5 ways to lower cortisol naturally
- Prioritise sleep
Even in the short term, having a bad nights’ sleep can elevate cortisol levels. But certainly in the long term, having prolonged sleep deprivation can lead to a state where your cortisol levels are consistently raised. So, prioritising getting to sleep early and having a good nights’ sleep will help improve cortisol balance.
- Eat a nutritious diet
A diet high in added sugar and refined carbohydrates has been shown to lead to higher cortisol levels. Avoiding processed foods as much as possible, and eating lots of fresh fruit and vegetables, can help to keep cortisol levels in balance.

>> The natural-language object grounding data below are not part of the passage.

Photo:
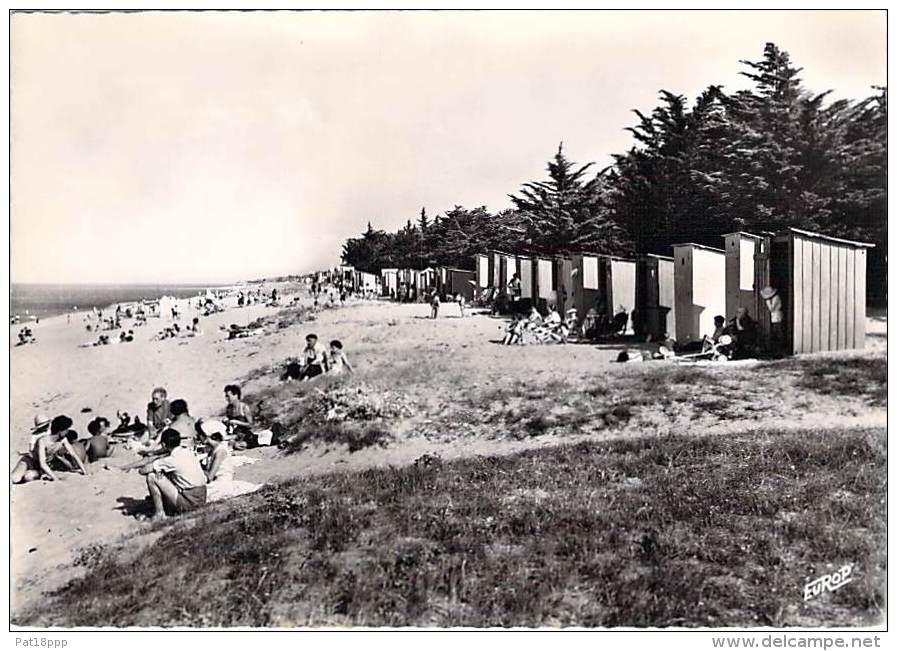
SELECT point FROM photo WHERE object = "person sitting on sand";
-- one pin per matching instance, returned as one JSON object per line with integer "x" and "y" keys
{"x": 238, "y": 415}
{"x": 719, "y": 329}
{"x": 52, "y": 451}
{"x": 175, "y": 480}
{"x": 514, "y": 331}
{"x": 78, "y": 448}
{"x": 535, "y": 319}
{"x": 98, "y": 445}
{"x": 158, "y": 413}
{"x": 183, "y": 423}
{"x": 314, "y": 361}
{"x": 218, "y": 451}
{"x": 434, "y": 305}
{"x": 339, "y": 364}
{"x": 41, "y": 428}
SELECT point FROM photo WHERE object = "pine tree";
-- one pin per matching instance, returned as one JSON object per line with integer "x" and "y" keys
{"x": 556, "y": 209}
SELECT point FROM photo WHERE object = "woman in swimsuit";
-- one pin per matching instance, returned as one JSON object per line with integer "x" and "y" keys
{"x": 50, "y": 452}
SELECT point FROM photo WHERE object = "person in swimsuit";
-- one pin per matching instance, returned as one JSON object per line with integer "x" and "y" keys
{"x": 176, "y": 482}
{"x": 51, "y": 453}
{"x": 339, "y": 364}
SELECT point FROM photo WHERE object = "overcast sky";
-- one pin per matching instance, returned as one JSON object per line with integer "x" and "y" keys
{"x": 207, "y": 147}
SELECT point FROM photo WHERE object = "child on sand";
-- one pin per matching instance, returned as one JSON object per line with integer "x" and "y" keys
{"x": 238, "y": 415}
{"x": 98, "y": 445}
{"x": 314, "y": 361}
{"x": 78, "y": 448}
{"x": 176, "y": 482}
{"x": 158, "y": 413}
{"x": 52, "y": 451}
{"x": 338, "y": 362}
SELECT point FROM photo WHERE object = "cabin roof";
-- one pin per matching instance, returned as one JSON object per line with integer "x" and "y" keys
{"x": 699, "y": 246}
{"x": 825, "y": 238}
{"x": 745, "y": 233}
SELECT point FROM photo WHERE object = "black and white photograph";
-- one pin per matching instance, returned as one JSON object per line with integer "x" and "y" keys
{"x": 431, "y": 318}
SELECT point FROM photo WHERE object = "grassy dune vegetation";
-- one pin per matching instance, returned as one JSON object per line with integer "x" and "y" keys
{"x": 644, "y": 520}
{"x": 673, "y": 531}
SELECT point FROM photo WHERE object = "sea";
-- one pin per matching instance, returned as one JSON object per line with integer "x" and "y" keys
{"x": 46, "y": 300}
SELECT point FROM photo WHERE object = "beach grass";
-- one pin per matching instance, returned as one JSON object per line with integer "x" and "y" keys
{"x": 437, "y": 401}
{"x": 650, "y": 531}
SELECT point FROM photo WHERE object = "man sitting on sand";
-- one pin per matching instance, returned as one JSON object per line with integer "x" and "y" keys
{"x": 176, "y": 482}
{"x": 98, "y": 445}
{"x": 158, "y": 413}
{"x": 339, "y": 364}
{"x": 183, "y": 423}
{"x": 52, "y": 451}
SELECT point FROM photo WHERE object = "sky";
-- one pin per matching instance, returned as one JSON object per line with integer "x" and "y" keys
{"x": 216, "y": 147}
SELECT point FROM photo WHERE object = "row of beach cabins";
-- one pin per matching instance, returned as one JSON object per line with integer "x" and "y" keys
{"x": 821, "y": 280}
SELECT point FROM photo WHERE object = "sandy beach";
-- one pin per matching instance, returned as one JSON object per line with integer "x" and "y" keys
{"x": 54, "y": 523}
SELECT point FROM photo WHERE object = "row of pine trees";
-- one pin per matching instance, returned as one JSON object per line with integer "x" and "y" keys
{"x": 758, "y": 160}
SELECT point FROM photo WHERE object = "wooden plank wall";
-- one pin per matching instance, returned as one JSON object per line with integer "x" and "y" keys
{"x": 859, "y": 334}
{"x": 623, "y": 286}
{"x": 482, "y": 271}
{"x": 564, "y": 281}
{"x": 545, "y": 282}
{"x": 686, "y": 325}
{"x": 666, "y": 295}
{"x": 842, "y": 299}
{"x": 829, "y": 290}
{"x": 825, "y": 297}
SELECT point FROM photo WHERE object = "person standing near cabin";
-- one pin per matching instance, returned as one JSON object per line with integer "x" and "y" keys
{"x": 776, "y": 320}
{"x": 434, "y": 305}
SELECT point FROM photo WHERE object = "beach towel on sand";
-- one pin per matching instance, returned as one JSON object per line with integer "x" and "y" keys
{"x": 225, "y": 486}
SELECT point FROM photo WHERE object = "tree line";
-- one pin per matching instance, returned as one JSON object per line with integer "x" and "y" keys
{"x": 761, "y": 159}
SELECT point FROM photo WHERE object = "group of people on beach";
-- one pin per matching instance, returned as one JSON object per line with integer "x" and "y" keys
{"x": 316, "y": 360}
{"x": 533, "y": 328}
{"x": 435, "y": 303}
{"x": 181, "y": 457}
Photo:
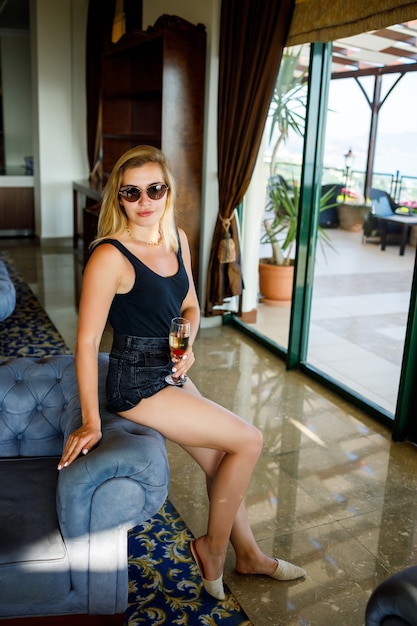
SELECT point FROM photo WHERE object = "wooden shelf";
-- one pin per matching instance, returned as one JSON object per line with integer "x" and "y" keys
{"x": 153, "y": 93}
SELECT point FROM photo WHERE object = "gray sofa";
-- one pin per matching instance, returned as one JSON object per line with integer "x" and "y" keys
{"x": 7, "y": 293}
{"x": 63, "y": 535}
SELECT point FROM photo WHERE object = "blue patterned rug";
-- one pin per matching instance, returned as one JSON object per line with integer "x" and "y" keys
{"x": 28, "y": 331}
{"x": 164, "y": 584}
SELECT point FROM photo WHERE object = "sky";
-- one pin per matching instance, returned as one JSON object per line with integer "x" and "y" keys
{"x": 348, "y": 125}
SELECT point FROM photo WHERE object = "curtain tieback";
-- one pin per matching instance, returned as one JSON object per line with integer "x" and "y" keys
{"x": 227, "y": 249}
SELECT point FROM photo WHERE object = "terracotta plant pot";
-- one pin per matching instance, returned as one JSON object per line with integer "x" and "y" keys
{"x": 276, "y": 281}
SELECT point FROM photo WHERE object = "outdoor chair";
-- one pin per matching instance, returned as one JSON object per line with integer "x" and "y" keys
{"x": 383, "y": 205}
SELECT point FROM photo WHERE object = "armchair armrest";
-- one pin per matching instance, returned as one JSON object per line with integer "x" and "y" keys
{"x": 116, "y": 486}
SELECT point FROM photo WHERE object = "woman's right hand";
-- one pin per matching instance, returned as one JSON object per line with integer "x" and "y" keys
{"x": 80, "y": 441}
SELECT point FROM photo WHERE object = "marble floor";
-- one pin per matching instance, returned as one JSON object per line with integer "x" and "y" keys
{"x": 331, "y": 491}
{"x": 359, "y": 310}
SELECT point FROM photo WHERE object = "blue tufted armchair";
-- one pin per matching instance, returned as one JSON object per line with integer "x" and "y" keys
{"x": 63, "y": 535}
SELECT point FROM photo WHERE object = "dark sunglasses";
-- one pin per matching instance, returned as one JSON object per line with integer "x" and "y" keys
{"x": 156, "y": 191}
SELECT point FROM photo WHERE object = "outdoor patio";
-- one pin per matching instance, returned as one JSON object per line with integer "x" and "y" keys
{"x": 359, "y": 314}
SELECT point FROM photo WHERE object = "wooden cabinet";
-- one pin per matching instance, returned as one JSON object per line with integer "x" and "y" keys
{"x": 153, "y": 93}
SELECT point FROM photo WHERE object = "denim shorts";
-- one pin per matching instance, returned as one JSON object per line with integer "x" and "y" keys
{"x": 137, "y": 370}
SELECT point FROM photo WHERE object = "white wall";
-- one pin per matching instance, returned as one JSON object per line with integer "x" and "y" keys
{"x": 16, "y": 90}
{"x": 58, "y": 44}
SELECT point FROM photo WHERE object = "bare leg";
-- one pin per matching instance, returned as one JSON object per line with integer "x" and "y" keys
{"x": 249, "y": 557}
{"x": 192, "y": 421}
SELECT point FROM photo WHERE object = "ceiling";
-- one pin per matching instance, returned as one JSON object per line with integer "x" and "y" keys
{"x": 391, "y": 49}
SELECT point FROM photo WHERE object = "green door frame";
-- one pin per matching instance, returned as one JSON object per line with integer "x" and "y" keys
{"x": 404, "y": 425}
{"x": 313, "y": 153}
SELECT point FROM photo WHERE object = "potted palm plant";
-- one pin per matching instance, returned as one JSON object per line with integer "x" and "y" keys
{"x": 287, "y": 112}
{"x": 276, "y": 273}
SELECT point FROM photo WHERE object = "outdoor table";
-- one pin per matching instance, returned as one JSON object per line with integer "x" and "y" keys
{"x": 405, "y": 220}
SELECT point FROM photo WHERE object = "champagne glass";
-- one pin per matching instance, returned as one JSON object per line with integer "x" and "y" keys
{"x": 179, "y": 335}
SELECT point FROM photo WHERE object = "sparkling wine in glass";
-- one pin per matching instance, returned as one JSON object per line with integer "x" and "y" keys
{"x": 179, "y": 335}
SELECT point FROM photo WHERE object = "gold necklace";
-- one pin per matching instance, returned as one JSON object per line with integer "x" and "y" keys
{"x": 146, "y": 243}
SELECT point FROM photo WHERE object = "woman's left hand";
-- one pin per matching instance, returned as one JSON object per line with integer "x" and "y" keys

- Get some exercise – but not too much
Different levels of exercise will have different effects on your cortisol levels. Intense exercise like a HIIT class will increase cortisol in the short term, which is how your body deals with the stressful loads that are being put on it. But these levels will then decrease a few hours later, getting back to baseline, so over the long term doesn’t affect your cortisol response. Regular, moderate exercise has been shown to help lower cortisol levels by improving overall health, helping with sleep quality, and reducing stress. On the other hand, exercising too intensely can have the opposite effect. You want to aim for between 150-200 minutes of low to moderate intensity exercise a week, with a couple of higher intensity workouts thrown in there as well.

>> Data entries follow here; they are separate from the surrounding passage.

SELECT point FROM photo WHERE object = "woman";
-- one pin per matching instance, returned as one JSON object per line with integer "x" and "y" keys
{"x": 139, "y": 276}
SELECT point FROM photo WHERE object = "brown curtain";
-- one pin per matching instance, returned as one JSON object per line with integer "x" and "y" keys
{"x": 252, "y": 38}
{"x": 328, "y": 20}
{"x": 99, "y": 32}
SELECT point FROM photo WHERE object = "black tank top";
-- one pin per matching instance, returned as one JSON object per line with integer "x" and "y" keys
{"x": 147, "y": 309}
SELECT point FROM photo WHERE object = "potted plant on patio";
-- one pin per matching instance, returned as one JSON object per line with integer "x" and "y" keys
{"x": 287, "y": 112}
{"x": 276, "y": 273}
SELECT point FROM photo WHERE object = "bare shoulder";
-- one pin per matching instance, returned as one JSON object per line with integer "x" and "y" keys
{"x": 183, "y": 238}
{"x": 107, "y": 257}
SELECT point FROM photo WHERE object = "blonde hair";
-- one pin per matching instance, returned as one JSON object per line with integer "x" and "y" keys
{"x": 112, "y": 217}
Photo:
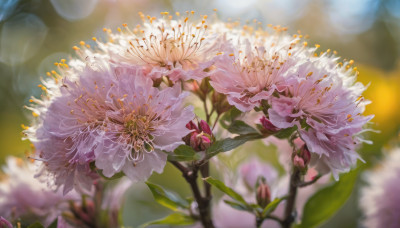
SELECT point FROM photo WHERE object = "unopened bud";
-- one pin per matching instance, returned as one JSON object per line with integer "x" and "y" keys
{"x": 263, "y": 194}
{"x": 220, "y": 102}
{"x": 200, "y": 90}
{"x": 268, "y": 126}
{"x": 4, "y": 223}
{"x": 201, "y": 138}
{"x": 302, "y": 158}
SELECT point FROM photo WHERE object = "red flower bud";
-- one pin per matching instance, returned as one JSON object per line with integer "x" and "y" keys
{"x": 263, "y": 194}
{"x": 201, "y": 138}
{"x": 4, "y": 223}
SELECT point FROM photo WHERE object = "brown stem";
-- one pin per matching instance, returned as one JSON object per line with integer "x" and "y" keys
{"x": 203, "y": 203}
{"x": 289, "y": 215}
{"x": 304, "y": 184}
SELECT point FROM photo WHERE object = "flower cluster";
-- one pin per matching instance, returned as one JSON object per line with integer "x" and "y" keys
{"x": 118, "y": 108}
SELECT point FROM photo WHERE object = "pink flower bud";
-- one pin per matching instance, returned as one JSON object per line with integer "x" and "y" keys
{"x": 203, "y": 126}
{"x": 299, "y": 162}
{"x": 4, "y": 223}
{"x": 263, "y": 194}
{"x": 201, "y": 138}
{"x": 305, "y": 154}
{"x": 268, "y": 126}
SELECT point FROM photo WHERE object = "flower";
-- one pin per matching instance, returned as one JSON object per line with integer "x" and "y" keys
{"x": 115, "y": 121}
{"x": 4, "y": 223}
{"x": 251, "y": 70}
{"x": 322, "y": 100}
{"x": 181, "y": 49}
{"x": 26, "y": 198}
{"x": 245, "y": 183}
{"x": 380, "y": 201}
{"x": 201, "y": 138}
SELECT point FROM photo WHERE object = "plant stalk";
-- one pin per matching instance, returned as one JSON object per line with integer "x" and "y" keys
{"x": 290, "y": 214}
{"x": 203, "y": 203}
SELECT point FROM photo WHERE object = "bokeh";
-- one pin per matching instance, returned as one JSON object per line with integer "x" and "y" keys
{"x": 36, "y": 33}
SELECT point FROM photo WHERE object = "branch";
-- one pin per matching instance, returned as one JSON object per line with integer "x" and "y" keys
{"x": 203, "y": 203}
{"x": 304, "y": 184}
{"x": 289, "y": 215}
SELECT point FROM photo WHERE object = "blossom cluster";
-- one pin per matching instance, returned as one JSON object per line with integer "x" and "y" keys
{"x": 118, "y": 107}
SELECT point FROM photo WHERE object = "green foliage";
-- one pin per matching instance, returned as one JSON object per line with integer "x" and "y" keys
{"x": 36, "y": 225}
{"x": 229, "y": 117}
{"x": 183, "y": 153}
{"x": 285, "y": 133}
{"x": 272, "y": 206}
{"x": 228, "y": 144}
{"x": 324, "y": 204}
{"x": 166, "y": 198}
{"x": 176, "y": 219}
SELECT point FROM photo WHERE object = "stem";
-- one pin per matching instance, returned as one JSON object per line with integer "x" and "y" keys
{"x": 304, "y": 184}
{"x": 289, "y": 215}
{"x": 203, "y": 203}
{"x": 206, "y": 111}
{"x": 216, "y": 121}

Deep breathing exercises have been shown to also reduce cortisol levels through stimulating the parasympathetic nervous system. Taking some time out each day to practice some deep breathing exercises is an easy way to help manage stress.
- Have fun and laugh
And finally, one of the easiest ways to keep cortisol levels down is by laughing and having fun. The act of laughing, even if it is forced, helps to release the feel-good neurotransmitters like dopamine and serotonin, and reduce the stress hormones, helping to keep cortisol on the lower side. Laughter has also been associated with reduced blood pressure, reduced levels of pain, and stronger immune system.